O que se desenrola não é um diário de eventos extraordinários, mas um mergulho na textura do ordinário, onde os silêncios e os olhares capturados pela fita magnética ganham um peso singular. A obsessão de Étienne por filmar Ludovic, seja a praticar desporto ou simplesmente a existir, revela gradualmente a natureza do seu desejo. A câmera permite-lhe uma proximidade e um escrutínio que a vida real, sem esse anteparo, talvez não permitisse. É através do ato de filmar que ele processa a sua própria identidade e a sua sexualidade nascente. O espectador nunca vê Étienne diretamente, exceto por breves relances em reflexos, posicionando-nos permanentemente atrás dos seus olhos, partilhando da sua perspectiva voyeurística e, por vezes, intrusiva, sobre o mundo que o rodeia.

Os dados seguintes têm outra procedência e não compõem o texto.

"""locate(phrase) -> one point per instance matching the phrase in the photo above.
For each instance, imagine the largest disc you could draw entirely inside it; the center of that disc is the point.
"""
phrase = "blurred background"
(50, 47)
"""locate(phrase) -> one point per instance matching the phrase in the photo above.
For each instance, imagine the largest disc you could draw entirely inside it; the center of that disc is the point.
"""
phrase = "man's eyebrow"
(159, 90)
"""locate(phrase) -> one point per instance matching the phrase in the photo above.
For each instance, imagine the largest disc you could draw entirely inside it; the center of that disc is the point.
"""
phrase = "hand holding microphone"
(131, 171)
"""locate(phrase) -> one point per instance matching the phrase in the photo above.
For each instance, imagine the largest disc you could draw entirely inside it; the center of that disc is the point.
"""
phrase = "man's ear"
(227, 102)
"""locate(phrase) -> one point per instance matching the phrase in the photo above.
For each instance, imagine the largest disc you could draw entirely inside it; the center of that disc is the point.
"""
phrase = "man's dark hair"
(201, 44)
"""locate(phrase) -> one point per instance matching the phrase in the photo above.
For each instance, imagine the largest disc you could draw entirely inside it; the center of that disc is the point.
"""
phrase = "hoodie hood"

A obra opera sobre uma premissa que ecoa a questão do observador na física, onde o ato de medir um sistema inevitavelmente o altera. A presença constante da câmera de Étienne modifica a realidade que ele se propõe a capturar de forma “verdadeira”. As pessoas à sua volta reagem à lente: por vezes atuam, por vezes recuam, mas raramente permanecem indiferentes. A sua “vida real” torna-se, assim, uma performance subtil, uma construção moldada pela consciência de estar a ser gravado. O que Étienne procura como verdade objetiva transforma-se numa verdade subjetiva, um testemunho não da vida como ela é, mas da vida como ele a percebe e a enquadra, revelando mais sobre o cineasta do que sobre os seus sujeitos.

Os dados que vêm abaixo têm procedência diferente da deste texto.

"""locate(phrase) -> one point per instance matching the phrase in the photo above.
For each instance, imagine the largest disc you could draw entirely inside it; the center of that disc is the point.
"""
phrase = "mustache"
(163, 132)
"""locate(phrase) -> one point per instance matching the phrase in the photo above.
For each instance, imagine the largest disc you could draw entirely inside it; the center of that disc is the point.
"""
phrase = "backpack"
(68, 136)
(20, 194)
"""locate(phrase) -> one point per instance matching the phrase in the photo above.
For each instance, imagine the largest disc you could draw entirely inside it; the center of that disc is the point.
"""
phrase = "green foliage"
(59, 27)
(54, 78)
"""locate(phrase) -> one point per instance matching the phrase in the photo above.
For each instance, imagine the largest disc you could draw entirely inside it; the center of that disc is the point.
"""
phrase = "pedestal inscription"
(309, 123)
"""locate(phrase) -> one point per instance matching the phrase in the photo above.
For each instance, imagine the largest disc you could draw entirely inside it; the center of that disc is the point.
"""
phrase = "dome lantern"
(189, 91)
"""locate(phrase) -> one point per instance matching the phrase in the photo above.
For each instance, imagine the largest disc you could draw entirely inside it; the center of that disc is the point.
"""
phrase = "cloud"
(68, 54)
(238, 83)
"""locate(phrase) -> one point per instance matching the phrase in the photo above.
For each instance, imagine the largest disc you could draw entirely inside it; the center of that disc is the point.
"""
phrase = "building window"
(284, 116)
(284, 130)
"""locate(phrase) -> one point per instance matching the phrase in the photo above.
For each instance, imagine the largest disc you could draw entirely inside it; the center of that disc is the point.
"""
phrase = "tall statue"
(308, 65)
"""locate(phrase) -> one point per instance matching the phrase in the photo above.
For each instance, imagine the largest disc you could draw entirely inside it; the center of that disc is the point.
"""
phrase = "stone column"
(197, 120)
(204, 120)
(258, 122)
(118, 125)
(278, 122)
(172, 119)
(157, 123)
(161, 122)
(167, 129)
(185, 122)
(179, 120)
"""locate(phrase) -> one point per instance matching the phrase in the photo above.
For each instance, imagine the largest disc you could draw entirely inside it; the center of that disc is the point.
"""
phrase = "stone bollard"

A escolha estética de Ducastel e Martineau pelo formato de vídeo digital de baixa resolução da época é fundamental. A imagem granulada, a instabilidade da câmera na mão e o som ambiente captado de forma imperfeita conferem uma autenticidade crua que um polimento cinematográfico destruiria. Esta linguagem visual prefigura de forma notável a era dos vlogs e das redes sociais, onde a autoexposição e a curadoria da própria vida se tornariam uma prática generalizada. O filme, lançado em 2002, adquire uma dimensão quase profética sobre a forma como as gerações futuras iriam utilizar a tecnologia para explorar, construir e projetar as suas identidades. É um exame sensível e nada sentimental do processo de amadurecimento numa era de transição tecnológica, onde descobrir-se a si mesmo passa também por aprender a operar o botão de REC.